高級霊シルバーバーチの役目

私はほぼ3,000年前に霊の世界に来ました。

つまり、3,000年前に死んだのです。

3,000年というとあなたには大変な年数のように思われるかもしれませんが、永遠の時の流れを考えるとわずかなものです。

その間に私も少しばかり勉強しました。

霊の世界へ来て神からの授かりものである資質を発揮していくと、地上と同じ進化の法則に従って進歩していきます。

つまり霊的な階層を一段また一段と向上していきます。

階層という言い方をしましたが、一つ一つが仕切られているわけではありません。

霊的なレベルに差があり、それぞれの階層にはその環境条件にふさわしい者が存在するということです。

霊的に向上進化すると、それまでの階層を後にして次の一段と高い階層へ溶け込んでいきます。

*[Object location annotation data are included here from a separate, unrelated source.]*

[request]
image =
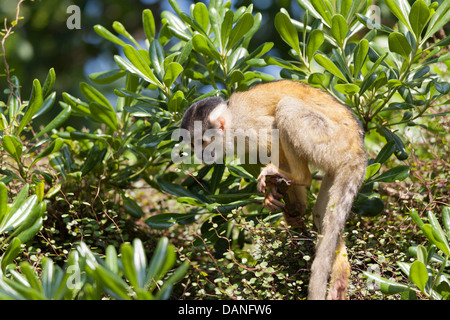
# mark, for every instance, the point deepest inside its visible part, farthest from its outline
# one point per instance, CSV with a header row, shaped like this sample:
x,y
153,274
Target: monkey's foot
x,y
273,183
271,175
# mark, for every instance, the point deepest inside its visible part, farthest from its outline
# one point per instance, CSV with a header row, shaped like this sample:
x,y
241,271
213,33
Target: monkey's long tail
x,y
338,192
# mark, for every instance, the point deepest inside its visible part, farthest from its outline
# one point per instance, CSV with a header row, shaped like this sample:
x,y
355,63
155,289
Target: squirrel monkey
x,y
314,129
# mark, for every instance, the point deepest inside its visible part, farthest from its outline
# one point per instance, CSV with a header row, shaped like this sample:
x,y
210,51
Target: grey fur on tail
x,y
341,192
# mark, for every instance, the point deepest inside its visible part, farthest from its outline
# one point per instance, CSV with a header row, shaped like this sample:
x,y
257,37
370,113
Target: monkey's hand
x,y
269,178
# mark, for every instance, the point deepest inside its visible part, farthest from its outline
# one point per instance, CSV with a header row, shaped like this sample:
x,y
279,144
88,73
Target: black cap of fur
x,y
199,111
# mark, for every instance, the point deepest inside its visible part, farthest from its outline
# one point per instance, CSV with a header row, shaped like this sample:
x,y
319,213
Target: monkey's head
x,y
206,119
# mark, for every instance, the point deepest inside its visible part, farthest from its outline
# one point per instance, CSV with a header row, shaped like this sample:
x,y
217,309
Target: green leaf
x,y
360,57
200,44
387,286
49,82
201,15
18,213
52,148
316,39
418,274
148,21
172,72
329,66
105,33
158,262
316,78
445,218
174,189
94,157
13,146
244,24
126,251
93,95
372,170
57,121
120,29
386,152
14,248
138,65
396,10
176,102
368,207
132,207
76,104
435,239
438,233
3,201
399,44
287,31
46,106
166,220
418,17
35,103
398,173
107,77
104,115
440,18
339,28
323,8
225,29
157,57
347,88
416,218
111,259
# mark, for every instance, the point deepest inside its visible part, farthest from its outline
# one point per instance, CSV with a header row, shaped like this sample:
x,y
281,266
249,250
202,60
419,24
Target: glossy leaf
x,y
57,121
372,170
360,57
201,15
148,21
287,31
399,44
347,88
132,207
13,146
438,233
386,152
18,214
52,148
418,274
398,173
172,72
397,11
3,200
316,39
49,82
440,18
418,17
14,248
339,28
104,115
137,65
329,66
35,103
243,26
105,33
107,77
446,220
225,29
387,286
46,105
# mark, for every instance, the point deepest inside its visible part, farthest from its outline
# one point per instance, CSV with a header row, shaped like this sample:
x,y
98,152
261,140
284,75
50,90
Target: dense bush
x,y
115,183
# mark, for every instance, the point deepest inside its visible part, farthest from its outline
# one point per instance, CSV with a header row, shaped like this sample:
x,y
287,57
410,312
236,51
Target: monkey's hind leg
x,y
340,273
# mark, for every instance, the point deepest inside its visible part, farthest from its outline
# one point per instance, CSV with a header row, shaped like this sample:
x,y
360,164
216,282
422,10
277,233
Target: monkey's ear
x,y
217,117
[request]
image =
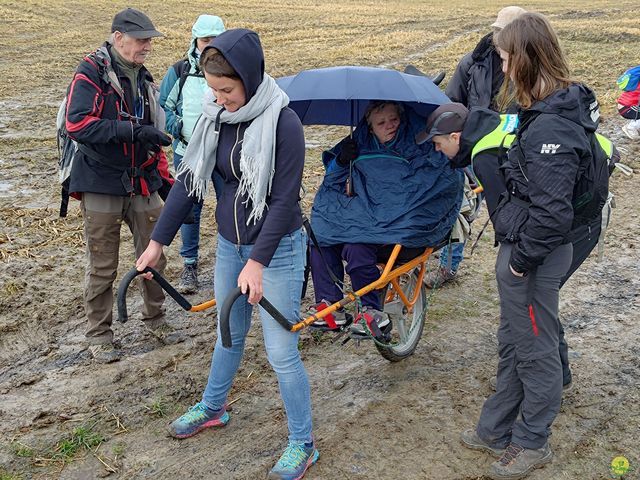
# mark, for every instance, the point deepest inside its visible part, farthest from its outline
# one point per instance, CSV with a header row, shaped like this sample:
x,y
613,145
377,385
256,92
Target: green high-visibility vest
x,y
503,135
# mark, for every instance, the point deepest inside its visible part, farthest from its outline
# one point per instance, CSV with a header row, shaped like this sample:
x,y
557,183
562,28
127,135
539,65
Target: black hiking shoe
x,y
189,278
517,462
471,440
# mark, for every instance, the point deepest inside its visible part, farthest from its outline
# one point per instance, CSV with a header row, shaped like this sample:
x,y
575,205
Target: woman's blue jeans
x,y
282,286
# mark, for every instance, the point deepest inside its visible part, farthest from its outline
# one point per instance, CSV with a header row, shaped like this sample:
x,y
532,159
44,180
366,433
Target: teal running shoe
x,y
294,462
196,419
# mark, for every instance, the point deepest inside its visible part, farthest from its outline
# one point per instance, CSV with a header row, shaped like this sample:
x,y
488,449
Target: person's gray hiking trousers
x,y
529,387
103,217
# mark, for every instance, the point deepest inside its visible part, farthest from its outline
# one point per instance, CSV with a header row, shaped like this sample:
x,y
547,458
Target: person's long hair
x,y
536,65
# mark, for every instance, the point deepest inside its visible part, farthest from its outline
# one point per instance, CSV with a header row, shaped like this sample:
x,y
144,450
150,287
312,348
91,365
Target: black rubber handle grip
x,y
225,329
166,286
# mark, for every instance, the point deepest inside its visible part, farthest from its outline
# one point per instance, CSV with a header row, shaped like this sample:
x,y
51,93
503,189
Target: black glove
x,y
348,152
164,190
150,138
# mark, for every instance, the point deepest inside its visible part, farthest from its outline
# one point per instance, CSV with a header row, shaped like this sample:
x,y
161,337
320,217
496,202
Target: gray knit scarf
x,y
257,158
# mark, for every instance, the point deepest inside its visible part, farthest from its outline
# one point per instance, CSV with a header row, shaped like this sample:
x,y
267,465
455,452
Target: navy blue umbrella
x,y
340,95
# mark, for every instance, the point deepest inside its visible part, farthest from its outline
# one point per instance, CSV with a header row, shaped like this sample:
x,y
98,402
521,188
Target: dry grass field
x,y
63,417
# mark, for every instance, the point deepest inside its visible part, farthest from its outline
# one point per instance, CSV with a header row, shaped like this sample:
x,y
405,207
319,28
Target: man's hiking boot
x,y
517,462
631,132
377,323
105,353
294,462
471,440
198,418
493,381
189,278
331,322
439,277
165,333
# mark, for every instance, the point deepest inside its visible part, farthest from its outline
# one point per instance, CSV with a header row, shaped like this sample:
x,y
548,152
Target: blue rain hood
x,y
403,193
242,49
207,26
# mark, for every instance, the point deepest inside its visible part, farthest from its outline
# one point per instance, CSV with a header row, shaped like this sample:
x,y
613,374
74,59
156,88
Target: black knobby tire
x,y
407,327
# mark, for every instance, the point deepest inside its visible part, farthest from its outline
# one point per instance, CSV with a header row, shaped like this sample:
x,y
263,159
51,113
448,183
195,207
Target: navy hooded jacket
x,y
242,49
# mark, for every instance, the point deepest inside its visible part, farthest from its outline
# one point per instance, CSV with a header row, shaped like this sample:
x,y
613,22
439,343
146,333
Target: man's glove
x,y
177,128
164,189
150,138
348,152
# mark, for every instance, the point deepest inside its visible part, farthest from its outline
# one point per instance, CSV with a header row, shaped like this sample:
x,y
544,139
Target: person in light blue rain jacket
x,y
181,93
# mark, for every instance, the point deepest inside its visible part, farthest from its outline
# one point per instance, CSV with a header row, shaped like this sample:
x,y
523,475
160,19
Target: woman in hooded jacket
x,y
249,137
533,222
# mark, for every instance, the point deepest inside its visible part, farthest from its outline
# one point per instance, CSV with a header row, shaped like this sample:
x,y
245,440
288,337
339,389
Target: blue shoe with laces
x,y
294,462
198,418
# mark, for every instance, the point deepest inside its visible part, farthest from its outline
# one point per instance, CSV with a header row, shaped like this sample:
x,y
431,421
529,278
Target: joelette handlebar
x,y
225,328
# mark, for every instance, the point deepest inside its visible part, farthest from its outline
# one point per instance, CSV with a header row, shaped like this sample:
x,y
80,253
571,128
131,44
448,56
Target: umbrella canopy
x,y
340,95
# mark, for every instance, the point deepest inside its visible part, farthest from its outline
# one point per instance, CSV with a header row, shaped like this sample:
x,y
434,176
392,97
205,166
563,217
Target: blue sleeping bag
x,y
403,193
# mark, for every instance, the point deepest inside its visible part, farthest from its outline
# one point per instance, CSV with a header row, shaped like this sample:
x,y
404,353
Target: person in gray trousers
x,y
533,222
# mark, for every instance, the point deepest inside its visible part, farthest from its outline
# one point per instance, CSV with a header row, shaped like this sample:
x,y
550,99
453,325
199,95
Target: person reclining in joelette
x,y
380,188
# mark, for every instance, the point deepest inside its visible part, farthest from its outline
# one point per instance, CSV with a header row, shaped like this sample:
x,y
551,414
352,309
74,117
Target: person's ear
x,y
117,37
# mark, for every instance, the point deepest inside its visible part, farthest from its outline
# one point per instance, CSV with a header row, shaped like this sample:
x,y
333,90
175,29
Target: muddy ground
x,y
373,419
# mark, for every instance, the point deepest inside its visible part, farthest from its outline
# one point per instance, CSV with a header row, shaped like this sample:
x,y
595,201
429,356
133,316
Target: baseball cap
x,y
445,119
506,15
134,23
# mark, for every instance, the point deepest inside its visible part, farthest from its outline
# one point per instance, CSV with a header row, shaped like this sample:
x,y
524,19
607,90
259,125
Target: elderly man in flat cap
x,y
112,113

それは、階段が限りなく続く長い長い一本の梯子のようなものです。

そう考えていけば、何百年、あるいは何千年か後には物質界から遠く離れていき、二度と接触する気持ちが起きなくなる段階に至ることは、あなたにも理解できるでしょう。

所詮、地上というところはたいして魅力のある世界ではないのです。

地上の住民から発せられる思念が充満している大気にはおよそ崇高なものは見られません。

腐敗と堕落の雰囲気が大半を占めています。

人間の生活全体を暗い影がおおい、霊の光が届くのはほんの少数の人に限られています。

一度あなたも私たちと同じように、経済問題の生じない世界、お金が何の価値もない世界、物的財産が何の役にも立たない世界、各自があるがままの姿をさらされる世界、唯一の富が霊的な豊かさである世界、唯一の所有物が個性の強さである世界、生存競争も略奪も既得権力もなく、弱者が窮地に追い込まれることもなく、内在する霊的能力がそれまでいかに居眠りをしていても存分に発揮されるようになる世界に一度住まわれたら、地上という世界がいかにむさ苦しく、いかに魅力に乏しい世界であるかがお判りになると思います。

その地上世界を何とかしなければならない

私のようにまだ地上圏へ戻ることのできる程度のスピリットが援助し、これまでに身につけた霊的法則についての知識をいくらかでも教えてあげる必要があることを、私は他の仲間と共に聞かされたのです 。

人生に迷い、生きることに疲れ果てている人類に進むべき方向を示唆し、魂を鼓舞し、悪戦苦闘している難問への解決策を見出させるにはそれしかないということを聞かされたのです。

地上圏に来てまず第一にやらねばならなかったのは、霊媒を探すことでした。

これはどの霊団にとっても一番骨の折れる仕事です。

次にあなた方の言語(英語)を勉強し、生活習慣も知らねばなりませんでした。

あなた方の文明も理解する必要がありました。

次の段階ではこの霊媒の使用方法を学ばなければなりませんでした。

この霊媒の口を借りていくつかの教え、誰にでもわかる簡単なもので、したがってみんなが理解してくれれば地上が一変するはずの真理を説くためです。

同時に私は、そうやって地上圏で働きながらも常に私を派遣した高級霊たちとの連絡を保ち、より立派な叡智(えいち)、より立派な知識、より立派な情報を私が代弁してあげなければなりませんでした。

初めの頃は大いに苦労しました。

今でも決して楽ではありませんが・・・

そのうちに私の働きかけに同調してくれる人が次第に増えてまいりました。

それ以来、私たちの仕事は順調に運び、多くの人々の魂に感動を与えてまりました。

無知の暗闇から抜け出た人が大勢います。

迷信の霧の中からみずからの力で這い出た人が大勢います。

死の目的と生の意味を理解することによって、二度と涙を流さなくなった人が大勢います。